There were still one or two practical difficulties. The manuscript, though not inextricably confused, contained numbers of c
rossings-out and additions between the lines which might perhaps make the reading of it somewhat muddled and unpleasing. It might happen that, at certain points, I would have to stop and examine the page in order to pick up the lost thread of meaning, thus breaking a charm which I would wish to be uninterrupted and complete. It might also have happened that, in the hurry of this first draft, certain details, certain finishing touches, might have been forgotten. While on a walk with Leda, talking of indifferent matters, I debated the pros and cons of reading the story to her that same afternoon. I decided finally that I must put off the reading for about ten days, during which time I would type out the manuscript. I knew that, as I copied it, many things that might be wrong would come right, and many others that might be lacking altogether could be added. The style would thus be consolidated and all raggedness would be eliminated. Besides - and this was a decisive argument - I would be able, for another ten days, to enjoy my masterpiece in unpublished intimacy. This last reason finally convinced me.

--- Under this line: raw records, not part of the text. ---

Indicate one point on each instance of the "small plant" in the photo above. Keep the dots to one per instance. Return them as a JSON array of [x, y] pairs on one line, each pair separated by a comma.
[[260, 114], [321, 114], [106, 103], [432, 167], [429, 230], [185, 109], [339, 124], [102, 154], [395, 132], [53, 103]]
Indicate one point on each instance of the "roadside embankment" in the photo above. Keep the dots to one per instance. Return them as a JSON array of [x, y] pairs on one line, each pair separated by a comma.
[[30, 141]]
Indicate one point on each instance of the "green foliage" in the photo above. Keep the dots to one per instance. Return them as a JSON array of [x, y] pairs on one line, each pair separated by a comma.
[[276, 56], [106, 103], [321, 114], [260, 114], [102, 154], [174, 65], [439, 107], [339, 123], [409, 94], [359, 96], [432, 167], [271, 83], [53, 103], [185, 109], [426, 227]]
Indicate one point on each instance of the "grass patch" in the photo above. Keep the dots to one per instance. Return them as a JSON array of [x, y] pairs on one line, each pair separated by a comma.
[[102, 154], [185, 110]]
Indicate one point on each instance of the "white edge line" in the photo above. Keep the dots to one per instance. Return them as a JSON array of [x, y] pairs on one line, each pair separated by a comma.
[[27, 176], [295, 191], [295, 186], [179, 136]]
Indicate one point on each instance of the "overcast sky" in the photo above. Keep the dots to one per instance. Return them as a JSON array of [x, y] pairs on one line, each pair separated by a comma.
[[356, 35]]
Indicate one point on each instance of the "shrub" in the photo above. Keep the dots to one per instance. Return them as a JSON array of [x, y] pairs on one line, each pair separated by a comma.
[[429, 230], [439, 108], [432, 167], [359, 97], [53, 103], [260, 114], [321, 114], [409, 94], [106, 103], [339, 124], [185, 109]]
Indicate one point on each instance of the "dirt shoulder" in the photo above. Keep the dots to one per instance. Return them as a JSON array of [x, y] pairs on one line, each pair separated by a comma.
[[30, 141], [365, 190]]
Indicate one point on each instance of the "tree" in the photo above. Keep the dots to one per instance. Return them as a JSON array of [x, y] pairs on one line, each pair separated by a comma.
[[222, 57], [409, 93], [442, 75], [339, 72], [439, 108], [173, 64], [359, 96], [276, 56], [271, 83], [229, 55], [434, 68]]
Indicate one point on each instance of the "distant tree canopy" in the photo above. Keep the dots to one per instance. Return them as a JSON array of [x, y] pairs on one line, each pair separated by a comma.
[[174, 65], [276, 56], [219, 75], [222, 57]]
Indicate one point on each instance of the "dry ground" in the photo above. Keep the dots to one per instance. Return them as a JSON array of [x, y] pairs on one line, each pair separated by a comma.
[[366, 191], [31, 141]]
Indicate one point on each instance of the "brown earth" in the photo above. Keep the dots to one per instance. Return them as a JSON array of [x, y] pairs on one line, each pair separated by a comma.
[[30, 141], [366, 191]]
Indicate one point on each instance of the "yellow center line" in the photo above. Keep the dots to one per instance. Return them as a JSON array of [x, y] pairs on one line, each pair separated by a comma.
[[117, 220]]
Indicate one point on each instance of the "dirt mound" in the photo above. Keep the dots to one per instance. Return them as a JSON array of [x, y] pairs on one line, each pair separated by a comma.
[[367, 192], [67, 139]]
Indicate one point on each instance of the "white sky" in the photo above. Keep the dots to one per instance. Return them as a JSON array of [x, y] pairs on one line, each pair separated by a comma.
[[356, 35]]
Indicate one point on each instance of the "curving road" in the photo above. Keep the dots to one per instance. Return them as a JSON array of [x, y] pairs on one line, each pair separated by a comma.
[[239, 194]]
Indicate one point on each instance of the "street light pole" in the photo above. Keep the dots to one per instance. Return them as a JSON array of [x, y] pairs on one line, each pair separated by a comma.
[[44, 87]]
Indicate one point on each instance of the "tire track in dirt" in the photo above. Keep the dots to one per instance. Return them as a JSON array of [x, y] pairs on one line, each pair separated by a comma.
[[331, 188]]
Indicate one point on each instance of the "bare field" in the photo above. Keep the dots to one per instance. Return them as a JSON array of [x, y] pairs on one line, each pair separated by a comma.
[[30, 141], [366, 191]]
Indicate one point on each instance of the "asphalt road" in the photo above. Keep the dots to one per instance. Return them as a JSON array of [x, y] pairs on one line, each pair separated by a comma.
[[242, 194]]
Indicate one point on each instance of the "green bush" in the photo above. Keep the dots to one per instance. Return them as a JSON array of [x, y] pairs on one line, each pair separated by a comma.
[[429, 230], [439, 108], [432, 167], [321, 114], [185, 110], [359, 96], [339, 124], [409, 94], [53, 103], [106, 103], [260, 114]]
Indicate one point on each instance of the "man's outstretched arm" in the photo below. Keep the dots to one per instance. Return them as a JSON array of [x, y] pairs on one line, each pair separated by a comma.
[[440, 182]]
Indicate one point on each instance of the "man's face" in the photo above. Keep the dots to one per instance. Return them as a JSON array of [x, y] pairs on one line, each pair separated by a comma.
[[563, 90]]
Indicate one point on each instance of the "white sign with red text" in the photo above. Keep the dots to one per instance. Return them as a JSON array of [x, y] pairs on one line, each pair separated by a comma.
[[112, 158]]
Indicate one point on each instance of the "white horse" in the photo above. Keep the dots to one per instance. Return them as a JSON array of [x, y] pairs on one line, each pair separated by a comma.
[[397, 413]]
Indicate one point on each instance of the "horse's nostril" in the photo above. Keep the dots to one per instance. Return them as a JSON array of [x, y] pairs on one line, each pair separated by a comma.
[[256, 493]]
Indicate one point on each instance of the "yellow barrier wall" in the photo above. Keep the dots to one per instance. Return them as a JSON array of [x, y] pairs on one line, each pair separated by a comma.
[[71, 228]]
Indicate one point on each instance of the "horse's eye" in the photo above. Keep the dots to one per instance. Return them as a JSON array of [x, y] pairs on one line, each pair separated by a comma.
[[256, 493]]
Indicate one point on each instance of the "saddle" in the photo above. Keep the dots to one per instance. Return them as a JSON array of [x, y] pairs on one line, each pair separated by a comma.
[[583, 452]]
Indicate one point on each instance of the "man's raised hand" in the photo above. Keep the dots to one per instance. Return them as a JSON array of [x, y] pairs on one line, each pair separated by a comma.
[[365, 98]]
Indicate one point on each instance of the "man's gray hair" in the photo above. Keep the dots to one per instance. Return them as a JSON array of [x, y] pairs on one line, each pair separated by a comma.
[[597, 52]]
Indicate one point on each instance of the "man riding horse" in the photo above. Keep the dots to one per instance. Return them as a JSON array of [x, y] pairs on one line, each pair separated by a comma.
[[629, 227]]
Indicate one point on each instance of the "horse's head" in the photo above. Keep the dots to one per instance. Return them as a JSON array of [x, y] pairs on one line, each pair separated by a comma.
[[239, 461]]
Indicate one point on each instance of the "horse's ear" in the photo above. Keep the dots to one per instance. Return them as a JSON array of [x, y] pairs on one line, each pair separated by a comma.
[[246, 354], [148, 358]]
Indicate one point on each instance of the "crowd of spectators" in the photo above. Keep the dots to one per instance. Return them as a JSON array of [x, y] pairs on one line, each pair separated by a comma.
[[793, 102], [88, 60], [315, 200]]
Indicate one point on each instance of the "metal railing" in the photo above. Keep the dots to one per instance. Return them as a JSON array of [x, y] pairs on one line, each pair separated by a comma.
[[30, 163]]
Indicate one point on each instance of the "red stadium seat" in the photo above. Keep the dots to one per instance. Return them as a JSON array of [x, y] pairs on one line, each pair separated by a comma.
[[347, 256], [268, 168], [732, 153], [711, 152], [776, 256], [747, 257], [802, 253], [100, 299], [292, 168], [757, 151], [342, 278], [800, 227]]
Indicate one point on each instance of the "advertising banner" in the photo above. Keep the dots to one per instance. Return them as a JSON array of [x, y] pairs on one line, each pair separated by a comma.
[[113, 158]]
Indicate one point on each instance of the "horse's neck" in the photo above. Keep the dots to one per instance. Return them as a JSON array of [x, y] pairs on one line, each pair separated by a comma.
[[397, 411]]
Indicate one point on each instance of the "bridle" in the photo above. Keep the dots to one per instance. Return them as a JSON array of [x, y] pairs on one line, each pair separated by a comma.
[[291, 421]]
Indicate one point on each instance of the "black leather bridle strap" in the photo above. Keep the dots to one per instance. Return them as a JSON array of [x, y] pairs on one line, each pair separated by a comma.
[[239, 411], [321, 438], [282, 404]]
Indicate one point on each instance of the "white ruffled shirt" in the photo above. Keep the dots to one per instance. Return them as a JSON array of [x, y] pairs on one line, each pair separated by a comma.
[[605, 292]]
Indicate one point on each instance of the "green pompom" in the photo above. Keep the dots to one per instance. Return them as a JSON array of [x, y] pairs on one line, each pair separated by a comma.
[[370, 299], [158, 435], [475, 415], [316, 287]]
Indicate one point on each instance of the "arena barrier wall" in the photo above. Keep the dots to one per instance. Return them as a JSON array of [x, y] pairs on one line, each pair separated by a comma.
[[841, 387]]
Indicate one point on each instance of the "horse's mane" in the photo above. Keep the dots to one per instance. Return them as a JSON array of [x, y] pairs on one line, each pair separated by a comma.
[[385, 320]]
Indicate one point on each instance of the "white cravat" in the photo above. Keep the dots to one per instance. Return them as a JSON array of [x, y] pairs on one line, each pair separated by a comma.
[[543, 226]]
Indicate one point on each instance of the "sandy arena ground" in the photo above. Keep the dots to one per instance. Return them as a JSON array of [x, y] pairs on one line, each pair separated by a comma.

I had brought my typewriter with me from Rome; it was a new one, or nearly so, for I had used it only for writing business letters and an occasional article. It was an American machine, of the best and most up-to-date kind that could be found, and its high qualities, during my periods of sterility, had sometimes filled me with bitterness. I was, it seemed to me, merely one of those wealthy, incompetent writers who possess everything needed for the writing of a masterpiece - money, time, a comfortable, quiet study, paper of the finest quality, fountain pens of the best make, the last word in typewriters - everything except genius. Such a man comes finally to envy the cheap note-book in which some starving youth scribbles a few lines, every now and then, in pencil, as the fleeting inspiration moves him, sitting in the corner of a cafe or a popular eating-house. Now, however, the bitter sense of sterility aroused in me by my beautiful typewriter and all the other conveniences at my disposal, had disappeared. I had wealth, I had leisure - but I had created; expensive paper, a study, a library, a typewriter were all mine - but I had created. Such superstitions, I believe, fill the lives of men who create - or who think they create.